Digby – Perhaps you shouldn’t complain about the viciousness of this site then call me “madly deluded”. I don’t believe I’ve said anything negative about you; I’m sorry if I have.
You didn’t address my point. Why would the Vatican in particular get involved in running Jerusalem? How would it do so? Why do you think that could happen without massive negative response? I don’t dispute that peace in Jerusalem would be preferable to conflict, but I can’t imagine how your scenario could play out without making things worse.
Why would the Vatican in particular get involved in running Jerusalem? How would it do so? Why do you think that could happen without massive negative response?
How could I possibly have made it any clearer to you? It would be ASKED to by international organizations like the U.N., and it would NOT be the only ecclesiastical body to be asked to by the proper international authority: the Greek and Russian Orthodox Churches, the Grand Mufti of Jerusalem, the Chief of the Rabbinical Organization–all of them could become involved in the municipal governance of what should be an “open” international city.
Digby – while I happen to not share your third world war doomsday scenario you certainly are not the only voice painting that picture. Still I find your prickly responds above in bold a bit over the top – if you think that what you wrote in bold could ever be a realistic scenario for Vatican involvement your obvious emotions regarding this issue got the better of you in my opinion. ( By the way that would still be no justification to call you deluded- madly or otherwise).
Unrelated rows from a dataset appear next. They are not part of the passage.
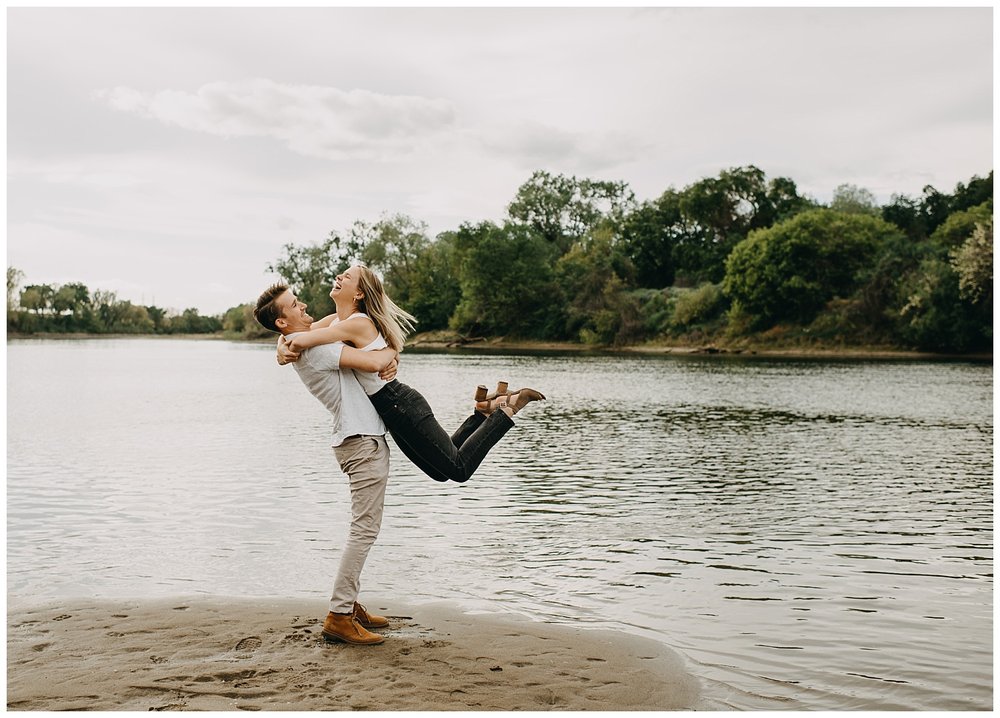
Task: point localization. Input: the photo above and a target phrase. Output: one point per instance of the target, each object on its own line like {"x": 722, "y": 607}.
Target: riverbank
{"x": 447, "y": 341}
{"x": 220, "y": 654}
{"x": 441, "y": 341}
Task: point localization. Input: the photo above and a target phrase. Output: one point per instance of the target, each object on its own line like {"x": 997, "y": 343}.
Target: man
{"x": 359, "y": 444}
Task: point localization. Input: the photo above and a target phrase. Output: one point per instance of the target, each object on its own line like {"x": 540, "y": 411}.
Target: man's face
{"x": 293, "y": 313}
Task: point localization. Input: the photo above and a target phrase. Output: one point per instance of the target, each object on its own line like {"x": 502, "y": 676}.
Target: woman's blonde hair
{"x": 393, "y": 322}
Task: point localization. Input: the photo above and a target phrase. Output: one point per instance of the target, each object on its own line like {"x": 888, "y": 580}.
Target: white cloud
{"x": 532, "y": 144}
{"x": 312, "y": 120}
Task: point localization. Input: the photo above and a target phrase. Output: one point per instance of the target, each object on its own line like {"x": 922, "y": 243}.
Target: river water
{"x": 810, "y": 535}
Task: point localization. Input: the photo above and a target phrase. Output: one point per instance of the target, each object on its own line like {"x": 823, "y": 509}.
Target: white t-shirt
{"x": 339, "y": 391}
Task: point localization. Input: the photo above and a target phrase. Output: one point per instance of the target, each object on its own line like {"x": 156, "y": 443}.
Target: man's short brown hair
{"x": 267, "y": 310}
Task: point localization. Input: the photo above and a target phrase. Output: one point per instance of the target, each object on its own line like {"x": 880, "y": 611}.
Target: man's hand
{"x": 389, "y": 372}
{"x": 285, "y": 355}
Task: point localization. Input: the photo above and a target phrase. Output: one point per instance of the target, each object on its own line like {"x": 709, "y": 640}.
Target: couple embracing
{"x": 348, "y": 361}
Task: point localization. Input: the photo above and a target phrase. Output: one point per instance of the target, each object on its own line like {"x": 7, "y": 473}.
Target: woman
{"x": 367, "y": 318}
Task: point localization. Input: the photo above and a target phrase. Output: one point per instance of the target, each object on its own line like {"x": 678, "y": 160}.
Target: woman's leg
{"x": 420, "y": 437}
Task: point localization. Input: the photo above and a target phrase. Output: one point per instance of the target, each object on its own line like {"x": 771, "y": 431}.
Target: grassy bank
{"x": 438, "y": 341}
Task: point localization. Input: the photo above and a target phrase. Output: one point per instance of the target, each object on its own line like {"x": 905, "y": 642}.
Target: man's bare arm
{"x": 351, "y": 358}
{"x": 285, "y": 355}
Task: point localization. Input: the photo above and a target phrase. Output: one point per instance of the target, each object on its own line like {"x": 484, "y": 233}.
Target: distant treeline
{"x": 72, "y": 308}
{"x": 728, "y": 259}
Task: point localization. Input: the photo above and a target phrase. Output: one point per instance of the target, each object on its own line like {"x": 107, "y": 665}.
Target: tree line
{"x": 728, "y": 259}
{"x": 74, "y": 308}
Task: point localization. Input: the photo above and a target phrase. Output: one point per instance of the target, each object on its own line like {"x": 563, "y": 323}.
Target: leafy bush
{"x": 792, "y": 269}
{"x": 698, "y": 305}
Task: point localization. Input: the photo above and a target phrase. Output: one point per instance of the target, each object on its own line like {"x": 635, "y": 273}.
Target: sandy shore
{"x": 216, "y": 654}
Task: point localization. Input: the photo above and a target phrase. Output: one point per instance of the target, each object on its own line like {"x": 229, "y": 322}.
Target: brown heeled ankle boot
{"x": 345, "y": 627}
{"x": 369, "y": 620}
{"x": 517, "y": 400}
{"x": 482, "y": 395}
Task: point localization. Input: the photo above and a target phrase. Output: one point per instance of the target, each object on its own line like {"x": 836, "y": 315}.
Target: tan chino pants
{"x": 365, "y": 460}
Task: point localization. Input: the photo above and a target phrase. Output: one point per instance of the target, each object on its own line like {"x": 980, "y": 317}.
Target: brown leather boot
{"x": 369, "y": 620}
{"x": 344, "y": 627}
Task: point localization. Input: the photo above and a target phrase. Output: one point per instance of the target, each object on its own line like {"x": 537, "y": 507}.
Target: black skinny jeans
{"x": 409, "y": 419}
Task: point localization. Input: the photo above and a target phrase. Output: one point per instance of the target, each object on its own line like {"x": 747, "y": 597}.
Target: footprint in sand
{"x": 248, "y": 645}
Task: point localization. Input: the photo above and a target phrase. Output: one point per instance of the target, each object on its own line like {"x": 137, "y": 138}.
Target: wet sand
{"x": 217, "y": 654}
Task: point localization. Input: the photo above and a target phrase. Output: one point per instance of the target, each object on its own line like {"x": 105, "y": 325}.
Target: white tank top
{"x": 370, "y": 381}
You have your strong opinions – great you currently live in a country where strong opinions are much appreciated – nevertheless – do not get carried away -I think you are not smarter than the next one around here.
That’s a terrible idea. The OIC bloc at the UN would never sign off on a 60% Christian rule. Neither would the majority-Jewish population of Jerusalem. If it would ever happen, it wouldn’t last a week.
Then, in my honest opinion, the right-wing Christian Fundies in America are correct in their intuition that Jerusalem is the powder keg that will set off the Third World War.